Now the Lord said to Abram, "Go from your country and your kindred and your father's house to the land that I will show you. I will make of you a great nation; and I will bless you and make your name great, so that you will be a blessing. I will bless those who bless you, and the one who curses you I will curse; and in you all the families of the Earth shall be blessed."

So Abram went, as the Lord had told him, and Lot went with him. Abram was seventy-five years old when he departed from Haran. Abram took his wife Serai and his brother's son Lot, and all the possessions that they had gathered, and the persons whom they had acquired in Haran; and they set forth to go to the land of Canaan.

When they had come to the land of Canaan, Abram passed through the land to the place at Shechem, to the oak of Moreh. At that time the Canaanites were in the land. Then the Lord appeared to Abram, and said, "To your offspring I will give this land."

So he built there an altar to the Lord, who had appeared to him. From there he moved on to the hill country on the east of Bethel, and pitched his tent, with Bethel on the west and Ai on the east, and there he built an altar to the Lord, and invoked the name of the Lord. And Abram journeyed on by stages toward the Negeb.

3 comments:

Joanna said...

"I will bless those who bless you, and the one who curses you I will curse; and in you all the families of the Earth shall be blessed."

There's a paradox I need to think about for a while.

Diane said...

that is quite a paradox ....

I was wondering about what it means that they just got up and moved.
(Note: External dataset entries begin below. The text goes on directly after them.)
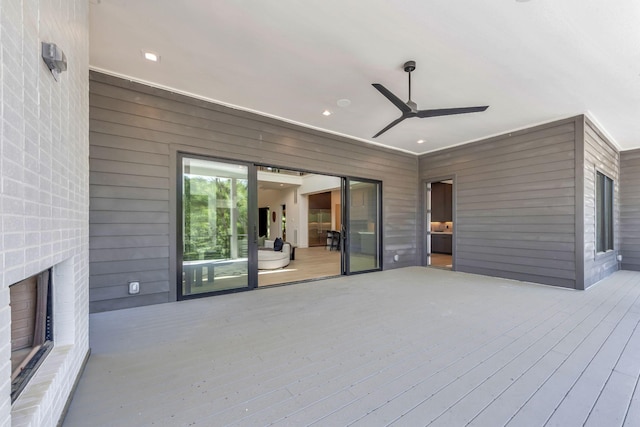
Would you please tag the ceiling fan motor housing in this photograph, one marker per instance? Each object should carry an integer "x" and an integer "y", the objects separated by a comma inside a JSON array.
[{"x": 409, "y": 66}]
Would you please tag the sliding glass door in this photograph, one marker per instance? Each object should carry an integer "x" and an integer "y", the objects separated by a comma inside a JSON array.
[
  {"x": 215, "y": 227},
  {"x": 363, "y": 226}
]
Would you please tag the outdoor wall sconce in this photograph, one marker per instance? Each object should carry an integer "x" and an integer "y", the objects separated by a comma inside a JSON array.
[{"x": 54, "y": 57}]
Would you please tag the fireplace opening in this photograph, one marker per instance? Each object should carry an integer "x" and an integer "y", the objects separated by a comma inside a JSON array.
[{"x": 31, "y": 328}]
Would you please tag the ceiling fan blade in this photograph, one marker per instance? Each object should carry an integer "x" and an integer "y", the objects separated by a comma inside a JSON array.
[
  {"x": 390, "y": 125},
  {"x": 391, "y": 97},
  {"x": 450, "y": 111}
]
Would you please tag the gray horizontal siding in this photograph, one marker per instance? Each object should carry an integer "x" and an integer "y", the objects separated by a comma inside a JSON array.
[
  {"x": 599, "y": 155},
  {"x": 136, "y": 131},
  {"x": 630, "y": 209},
  {"x": 515, "y": 203}
]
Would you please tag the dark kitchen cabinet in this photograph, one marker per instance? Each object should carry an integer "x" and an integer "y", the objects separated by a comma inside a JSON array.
[
  {"x": 442, "y": 244},
  {"x": 441, "y": 202}
]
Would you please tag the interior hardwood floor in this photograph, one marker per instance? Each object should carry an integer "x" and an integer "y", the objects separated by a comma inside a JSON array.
[{"x": 310, "y": 263}]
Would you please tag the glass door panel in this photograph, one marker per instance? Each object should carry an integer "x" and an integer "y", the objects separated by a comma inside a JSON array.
[
  {"x": 363, "y": 226},
  {"x": 214, "y": 227}
]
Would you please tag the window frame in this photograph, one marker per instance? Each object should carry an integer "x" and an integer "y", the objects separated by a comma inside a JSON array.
[{"x": 604, "y": 213}]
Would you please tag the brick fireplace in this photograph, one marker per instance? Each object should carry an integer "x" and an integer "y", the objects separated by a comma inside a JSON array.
[
  {"x": 44, "y": 202},
  {"x": 31, "y": 328}
]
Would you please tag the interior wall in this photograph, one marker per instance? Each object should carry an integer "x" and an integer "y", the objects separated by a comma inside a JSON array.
[
  {"x": 135, "y": 134},
  {"x": 515, "y": 203},
  {"x": 599, "y": 155},
  {"x": 44, "y": 202},
  {"x": 629, "y": 194}
]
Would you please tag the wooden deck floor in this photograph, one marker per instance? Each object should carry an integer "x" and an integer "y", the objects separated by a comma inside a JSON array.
[{"x": 408, "y": 347}]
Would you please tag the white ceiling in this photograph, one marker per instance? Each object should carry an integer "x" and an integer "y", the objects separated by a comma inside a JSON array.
[{"x": 531, "y": 61}]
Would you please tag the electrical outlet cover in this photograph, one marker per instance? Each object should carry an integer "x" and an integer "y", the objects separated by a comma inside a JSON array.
[{"x": 134, "y": 288}]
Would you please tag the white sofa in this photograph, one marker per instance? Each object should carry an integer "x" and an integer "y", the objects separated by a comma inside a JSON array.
[{"x": 268, "y": 259}]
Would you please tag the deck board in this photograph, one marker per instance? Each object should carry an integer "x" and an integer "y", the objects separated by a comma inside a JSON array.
[{"x": 413, "y": 346}]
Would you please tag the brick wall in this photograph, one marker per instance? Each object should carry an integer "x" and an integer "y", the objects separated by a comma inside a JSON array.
[{"x": 44, "y": 191}]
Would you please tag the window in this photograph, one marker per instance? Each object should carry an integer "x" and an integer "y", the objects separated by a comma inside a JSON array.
[{"x": 604, "y": 213}]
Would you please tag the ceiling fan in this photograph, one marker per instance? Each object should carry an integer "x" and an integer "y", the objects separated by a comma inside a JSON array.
[{"x": 410, "y": 109}]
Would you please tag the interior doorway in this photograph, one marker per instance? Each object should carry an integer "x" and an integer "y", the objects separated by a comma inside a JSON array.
[
  {"x": 302, "y": 206},
  {"x": 440, "y": 196}
]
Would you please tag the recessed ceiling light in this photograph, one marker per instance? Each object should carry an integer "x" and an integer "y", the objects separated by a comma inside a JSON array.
[{"x": 151, "y": 56}]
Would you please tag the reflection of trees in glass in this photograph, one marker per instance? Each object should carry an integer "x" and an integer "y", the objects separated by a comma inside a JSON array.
[{"x": 207, "y": 208}]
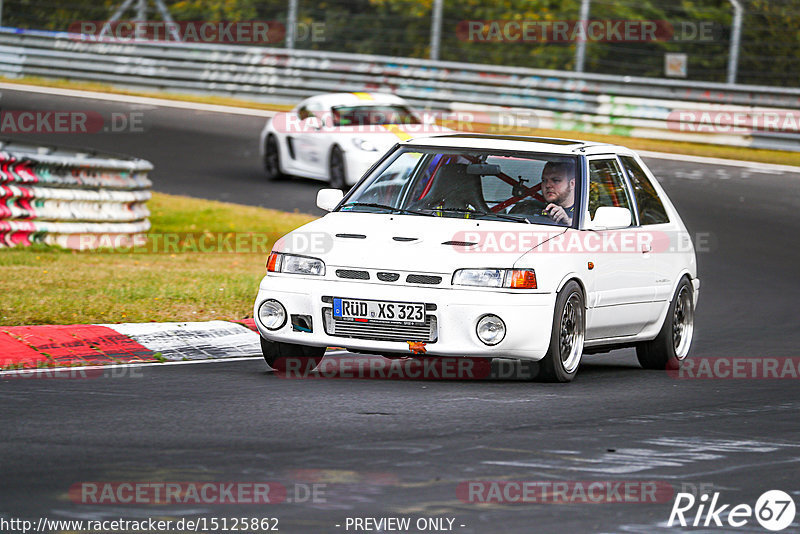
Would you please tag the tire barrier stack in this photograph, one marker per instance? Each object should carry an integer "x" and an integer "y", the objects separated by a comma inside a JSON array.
[
  {"x": 70, "y": 199},
  {"x": 735, "y": 115}
]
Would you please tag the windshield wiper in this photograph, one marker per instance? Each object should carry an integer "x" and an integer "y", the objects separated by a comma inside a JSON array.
[
  {"x": 485, "y": 214},
  {"x": 387, "y": 207}
]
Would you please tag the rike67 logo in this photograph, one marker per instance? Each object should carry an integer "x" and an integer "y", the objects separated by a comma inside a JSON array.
[{"x": 774, "y": 511}]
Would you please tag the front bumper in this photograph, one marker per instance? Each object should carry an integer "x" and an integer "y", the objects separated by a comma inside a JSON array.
[{"x": 528, "y": 316}]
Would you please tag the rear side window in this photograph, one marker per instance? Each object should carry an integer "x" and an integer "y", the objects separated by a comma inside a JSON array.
[
  {"x": 606, "y": 185},
  {"x": 651, "y": 209}
]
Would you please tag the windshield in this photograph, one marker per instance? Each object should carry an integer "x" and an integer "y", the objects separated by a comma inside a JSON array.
[
  {"x": 372, "y": 115},
  {"x": 479, "y": 184}
]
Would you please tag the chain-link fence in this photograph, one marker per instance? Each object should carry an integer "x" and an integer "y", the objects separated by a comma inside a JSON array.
[{"x": 658, "y": 38}]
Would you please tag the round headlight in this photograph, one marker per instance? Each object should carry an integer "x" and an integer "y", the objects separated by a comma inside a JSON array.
[
  {"x": 272, "y": 314},
  {"x": 491, "y": 329}
]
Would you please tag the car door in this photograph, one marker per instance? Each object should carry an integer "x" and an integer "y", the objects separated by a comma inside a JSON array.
[
  {"x": 622, "y": 302},
  {"x": 654, "y": 219}
]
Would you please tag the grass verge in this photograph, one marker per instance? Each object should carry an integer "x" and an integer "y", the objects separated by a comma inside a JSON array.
[
  {"x": 49, "y": 285},
  {"x": 655, "y": 145}
]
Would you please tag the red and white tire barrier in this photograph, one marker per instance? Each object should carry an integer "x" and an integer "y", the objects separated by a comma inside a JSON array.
[
  {"x": 29, "y": 347},
  {"x": 55, "y": 196}
]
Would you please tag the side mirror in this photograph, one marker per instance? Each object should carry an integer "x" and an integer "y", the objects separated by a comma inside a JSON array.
[
  {"x": 327, "y": 199},
  {"x": 610, "y": 218}
]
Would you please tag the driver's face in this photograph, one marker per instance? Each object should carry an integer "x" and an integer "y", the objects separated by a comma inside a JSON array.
[{"x": 556, "y": 188}]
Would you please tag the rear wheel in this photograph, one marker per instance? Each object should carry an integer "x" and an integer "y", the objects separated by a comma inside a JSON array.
[
  {"x": 671, "y": 345},
  {"x": 287, "y": 356},
  {"x": 566, "y": 338},
  {"x": 336, "y": 174},
  {"x": 272, "y": 159}
]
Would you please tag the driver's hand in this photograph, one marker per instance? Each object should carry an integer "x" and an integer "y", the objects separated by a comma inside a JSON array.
[{"x": 557, "y": 213}]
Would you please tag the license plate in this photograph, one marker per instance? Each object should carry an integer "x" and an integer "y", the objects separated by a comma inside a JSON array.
[{"x": 379, "y": 311}]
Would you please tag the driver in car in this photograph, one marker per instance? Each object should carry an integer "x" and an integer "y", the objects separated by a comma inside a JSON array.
[{"x": 558, "y": 189}]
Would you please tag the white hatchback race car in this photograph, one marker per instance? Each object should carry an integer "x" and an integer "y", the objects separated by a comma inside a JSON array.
[
  {"x": 337, "y": 137},
  {"x": 491, "y": 247}
]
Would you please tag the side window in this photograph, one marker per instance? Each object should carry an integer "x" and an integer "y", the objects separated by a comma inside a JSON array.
[
  {"x": 651, "y": 209},
  {"x": 606, "y": 185}
]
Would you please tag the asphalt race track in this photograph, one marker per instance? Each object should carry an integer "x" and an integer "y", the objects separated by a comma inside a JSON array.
[{"x": 400, "y": 448}]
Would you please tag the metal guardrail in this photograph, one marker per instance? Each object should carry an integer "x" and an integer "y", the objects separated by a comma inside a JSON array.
[
  {"x": 627, "y": 106},
  {"x": 71, "y": 199}
]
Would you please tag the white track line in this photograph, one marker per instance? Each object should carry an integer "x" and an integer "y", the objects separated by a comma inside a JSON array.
[
  {"x": 65, "y": 370},
  {"x": 719, "y": 161},
  {"x": 265, "y": 113},
  {"x": 130, "y": 99}
]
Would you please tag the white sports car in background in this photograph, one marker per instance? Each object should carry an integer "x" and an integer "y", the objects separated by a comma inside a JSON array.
[
  {"x": 492, "y": 247},
  {"x": 337, "y": 137}
]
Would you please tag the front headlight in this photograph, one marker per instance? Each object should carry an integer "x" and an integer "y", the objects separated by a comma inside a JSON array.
[
  {"x": 294, "y": 264},
  {"x": 364, "y": 144},
  {"x": 511, "y": 278}
]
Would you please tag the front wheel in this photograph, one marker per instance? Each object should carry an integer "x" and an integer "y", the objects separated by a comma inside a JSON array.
[
  {"x": 671, "y": 345},
  {"x": 560, "y": 364},
  {"x": 336, "y": 169},
  {"x": 285, "y": 357},
  {"x": 272, "y": 159}
]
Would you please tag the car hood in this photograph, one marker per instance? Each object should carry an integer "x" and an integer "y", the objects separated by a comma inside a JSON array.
[{"x": 414, "y": 243}]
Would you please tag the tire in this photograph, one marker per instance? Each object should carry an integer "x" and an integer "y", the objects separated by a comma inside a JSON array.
[
  {"x": 672, "y": 344},
  {"x": 560, "y": 364},
  {"x": 272, "y": 159},
  {"x": 336, "y": 170},
  {"x": 300, "y": 357}
]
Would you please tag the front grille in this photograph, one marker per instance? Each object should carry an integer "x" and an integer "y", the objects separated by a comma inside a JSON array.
[
  {"x": 352, "y": 275},
  {"x": 423, "y": 279},
  {"x": 351, "y": 236},
  {"x": 388, "y": 277},
  {"x": 426, "y": 332}
]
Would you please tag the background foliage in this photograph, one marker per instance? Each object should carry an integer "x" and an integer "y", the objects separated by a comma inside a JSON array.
[{"x": 770, "y": 51}]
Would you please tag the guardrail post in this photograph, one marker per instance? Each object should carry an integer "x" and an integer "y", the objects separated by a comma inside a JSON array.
[
  {"x": 736, "y": 37},
  {"x": 580, "y": 47},
  {"x": 436, "y": 28}
]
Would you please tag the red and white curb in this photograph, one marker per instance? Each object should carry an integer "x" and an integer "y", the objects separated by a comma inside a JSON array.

My bible commentary talks about the idolatry in Ur. Was Abraham considered an initiate? I don't know.

forrest said...

I see this as: Terah traveled part way towards the land God intended, but stopped short. Abram had to break loose to get on with the project!

To wish anyone well is a blessing; to wish anyone ill is a curse. This special case is here to reassure a people who have gotten around a lot, without necessarily being assured of a friendly welcome...

and the rest is a reminder, that God has not chosen to bless this family merely for their own sakes, but as a means of blessing all God's peoples. Many have remembered, and truly blessed the whole world! Some have tried 'to be like the other nations,' and have shown us all too clearly how that turns out! (So how could we curse them, without cursing ourselves?!)